R package: Methods for dividing data into groups. Create balanced partitions and cross-validation folds. Perform time series windowing and general grouping and splitting of data. Balance existing groups with up- and downsampling.

Main functions:

Other tools:

Installation

CRAN version:

install.packages(“groupdata2”)

Development version:

install.packages(“devtools”)
devtools::install_github(“LudvigOlsen/groupdata2”)

Vignettes

groupdata2 contains a number of vignettes with relevant use cases and descriptions.
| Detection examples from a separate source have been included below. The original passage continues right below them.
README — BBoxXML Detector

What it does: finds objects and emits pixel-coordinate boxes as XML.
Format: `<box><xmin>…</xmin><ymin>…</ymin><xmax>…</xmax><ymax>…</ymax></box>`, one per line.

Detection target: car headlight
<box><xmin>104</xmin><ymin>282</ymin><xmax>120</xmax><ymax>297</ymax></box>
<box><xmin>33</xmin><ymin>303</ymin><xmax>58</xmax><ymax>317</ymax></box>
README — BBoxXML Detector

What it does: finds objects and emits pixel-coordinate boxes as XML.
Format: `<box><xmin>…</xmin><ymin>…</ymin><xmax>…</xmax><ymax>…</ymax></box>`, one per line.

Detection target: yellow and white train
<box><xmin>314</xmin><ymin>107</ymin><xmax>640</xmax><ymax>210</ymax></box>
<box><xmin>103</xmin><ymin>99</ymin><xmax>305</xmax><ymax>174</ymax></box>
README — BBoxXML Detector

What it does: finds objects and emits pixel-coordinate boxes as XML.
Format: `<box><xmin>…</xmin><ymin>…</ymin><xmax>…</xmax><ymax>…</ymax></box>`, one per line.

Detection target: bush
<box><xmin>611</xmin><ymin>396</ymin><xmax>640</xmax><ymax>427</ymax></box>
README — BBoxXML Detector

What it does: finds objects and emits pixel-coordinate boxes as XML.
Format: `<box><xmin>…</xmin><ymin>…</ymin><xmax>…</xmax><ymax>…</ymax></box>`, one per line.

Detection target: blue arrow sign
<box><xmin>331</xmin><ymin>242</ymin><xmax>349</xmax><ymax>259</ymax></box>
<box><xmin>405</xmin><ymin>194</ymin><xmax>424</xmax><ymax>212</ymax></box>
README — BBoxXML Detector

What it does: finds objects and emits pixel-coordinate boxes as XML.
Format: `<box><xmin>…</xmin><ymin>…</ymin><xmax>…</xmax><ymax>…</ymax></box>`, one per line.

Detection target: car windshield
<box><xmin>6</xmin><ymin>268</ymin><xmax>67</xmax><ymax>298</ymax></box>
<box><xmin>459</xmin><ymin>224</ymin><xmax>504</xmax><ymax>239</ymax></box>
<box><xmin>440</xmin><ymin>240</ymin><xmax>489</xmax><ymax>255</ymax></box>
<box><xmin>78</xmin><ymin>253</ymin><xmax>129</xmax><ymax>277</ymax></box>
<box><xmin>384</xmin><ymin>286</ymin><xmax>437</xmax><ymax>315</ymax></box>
vignette(package=“groupdata2”) # for an overview
vignette(“introduction_to_groupdata2”) # begin here

Functions

group_factor()

Returns a factor with group numbers, e.g. (1,1,1,2,2,2,3,3,3).

This can be used to subset, aggregate, group_by, etc.

Create equally sized groups by setting force_equal = TRUE

Randomize grouping factor by setting randomize = TRUE

group()

Returns the given data as a data frame with added grouping factor made with group_factor(). The data frame is grouped by the grouping factor for easy use with dplyr pipelines.

splt()

Creates the specified groups with group_factor() and splits the given data by the grouping factor with base::split. Returns the splits in a list.

partition()

Creates (optionally) balanced partitions (e.g. training/test sets). Balance partitions on one categorical variable and/or one numerical variable. Make sure that all datapoints sharing an ID is in the same partition.

fold()

Creates (optionally) balanced folds for use in cross-validation. Balance folds on one categorical variable and/or one numerical variable. Ensure that all datapoints sharing an ID is in the same fold. Create multiple unique fold columns at once, e.g. for repeated cross-validation.

balance()

Uses up- and/or downsampling to fix the group sizes to the min, max, mean, or median group size or to a specific number of rows. Balancing can also happen on the ID level, e.g. to ensure the same number of IDs in each category.

Grouping Methods

There are currently 9 methods available. They can be divided into 5 categories.

Examples of group sizes are based on a vector with 57 elements.

Specify group size

Method: greedy

Divides up the data greedily given a specified group size.

E.g. group sizes: 10, 10, 10, 10, 10, 7

Specify number of groups

Method: n_dist (Default)

Divides the data into a specified number of groups and distributes excess data points across groups.

E.g. group sizes: 11, 11, 12, 11, 12

Method: n_fill

Divides the data into a specified number of groups and fills up groups with excess data points from the beginning.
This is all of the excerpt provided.